Though biographical details of Eckhart’s life are sparse by the time you have finished Harrington’s study the man and his times have been ignited with life; and, most importantly, Eckhart’s abiding relevance is reaffirmed and deepened. Here was a man who set out to think through his faith and offer it as an abiding way of being in the world that was intellectually alive and credible and that made existential demands on any life that would engage with it. Less a ‘dangerous’ heretic than a bold explorer of reality (that often our prejudicial view of the Middle Ages suggests must be unusual and heterodox – Harrington suggests we think about this again).

Meanwhile, to return to ‘gelassenheit’, one of Eckhart’s coinages that might be translated ‘letting-go-ness’ that is at the heart of the spiritual journey.

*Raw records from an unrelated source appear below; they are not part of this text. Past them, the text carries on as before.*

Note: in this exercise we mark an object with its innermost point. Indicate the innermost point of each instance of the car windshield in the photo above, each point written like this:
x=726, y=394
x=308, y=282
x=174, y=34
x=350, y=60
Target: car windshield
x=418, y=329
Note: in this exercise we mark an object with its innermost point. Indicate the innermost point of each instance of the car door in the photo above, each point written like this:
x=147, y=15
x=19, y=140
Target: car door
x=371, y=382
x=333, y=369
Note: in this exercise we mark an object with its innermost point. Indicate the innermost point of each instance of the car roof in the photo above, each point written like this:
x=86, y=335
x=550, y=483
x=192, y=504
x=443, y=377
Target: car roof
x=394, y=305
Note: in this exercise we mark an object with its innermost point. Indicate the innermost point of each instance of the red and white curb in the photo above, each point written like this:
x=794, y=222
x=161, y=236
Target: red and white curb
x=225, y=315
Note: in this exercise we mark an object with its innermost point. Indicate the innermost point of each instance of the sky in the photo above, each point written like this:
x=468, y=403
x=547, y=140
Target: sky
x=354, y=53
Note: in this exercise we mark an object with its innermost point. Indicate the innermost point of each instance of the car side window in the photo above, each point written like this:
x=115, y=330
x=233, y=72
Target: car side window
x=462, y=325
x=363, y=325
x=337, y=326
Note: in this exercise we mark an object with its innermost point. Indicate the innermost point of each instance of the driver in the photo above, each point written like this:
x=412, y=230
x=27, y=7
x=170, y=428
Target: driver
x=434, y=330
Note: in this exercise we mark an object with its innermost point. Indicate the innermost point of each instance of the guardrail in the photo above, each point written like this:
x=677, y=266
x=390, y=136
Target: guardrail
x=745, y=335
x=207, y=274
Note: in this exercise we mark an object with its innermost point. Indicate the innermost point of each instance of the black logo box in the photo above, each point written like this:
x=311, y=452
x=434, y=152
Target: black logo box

You must assimilate the acts of piety and let them go, embody the virtues such they become second nature and let them go, pass through all images of the eternal and of the divine letting them go, until naked and bare and nothing, all can be born within you, realizing your at-one-ness with the One who is. Discovering in this that freedom in which flows all the reality of wisdom and justice that enables you to act rightly in the world because knowing it rightly. It is in this very real and demanding existential challenge that Eckhart, like any true mystic, reveals their dangerousness to the conventions at any time!

Harrington adeptly invites us to a consideration of this quest embodying it beautifully in the man himself and in his actual time and place that, as often the case, liberates him to be seen anew, now in our time and place.